Should my business enter the statewide ballot or an island ballot?
Almost always the island ballot first. A Big Island hotel competing statewide sits against Waikiki chains with far larger marketing budgets; the same hotel on the Big Island section competes in a pool where its existing guest list actually moves the needle. Enter both only if the business genuinely has cross-island name recognition.
What happens if my business is on Molokai or Lanai?
Neither island has its own dedicated ballot section in this program, only Oahu, Maui, Big Island, and Kauai do. Molokai and Lanai businesses compete on the statewide ballot, which makes community-first outreach (local Facebook groups, word of mouth) more valuable than paid reach.

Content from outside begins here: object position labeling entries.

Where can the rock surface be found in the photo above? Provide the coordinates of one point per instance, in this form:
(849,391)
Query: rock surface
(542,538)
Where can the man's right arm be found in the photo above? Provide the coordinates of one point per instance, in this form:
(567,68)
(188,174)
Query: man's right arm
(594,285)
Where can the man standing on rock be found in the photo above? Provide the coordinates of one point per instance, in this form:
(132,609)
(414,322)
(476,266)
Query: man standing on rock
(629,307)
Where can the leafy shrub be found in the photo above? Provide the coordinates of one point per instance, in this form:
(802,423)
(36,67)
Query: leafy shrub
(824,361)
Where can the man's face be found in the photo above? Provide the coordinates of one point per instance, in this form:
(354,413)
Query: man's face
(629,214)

Why do Kona-side and Hilo-side businesses need different outreach on the same Big Island ballot?
The Big Island section combines both regions into one ballot, but Kona and Hilo don't share a customer base. A single reminder blast under-serves whichever side didn't see it; splitting the message by region, while keeping the same category instructions, performs better.
Where can I check who actually won in a past year?
Only in HAWAIʻI Magazine's own Spring/Summer issue for that year. No independent, current-year winners list is published elsewhere, and reseller pages citing "Best of Hawaii winners" are frequently working from stale PDFs.
What's the safest way to advertise a win once it's confirmed?
Name the exact year, award, category, and island: "HAWAIʻI Magazine Readers' Choice [year] winner, Best [category], [island]." A vague "Hawaii's best" claim with no category invites scrutiny it can't survive. Before results post, use "vote for us," not "voted best."
Are Molokai and Kauai categories treated the same size as Oahu's?
No. Kauai has the smallest tourist economy of the four island sections here, and Oahu's urban core carries the largest. A Kauai operator competes in a materially smaller pool, where a tight community network can outweigh raw ad spend in a way it can't on the Oahu ballot.

Sources

Last reviewed June 2026. Contest dates, rules and vote caps change each season — always confirm the current rules on the official contest page before you vote.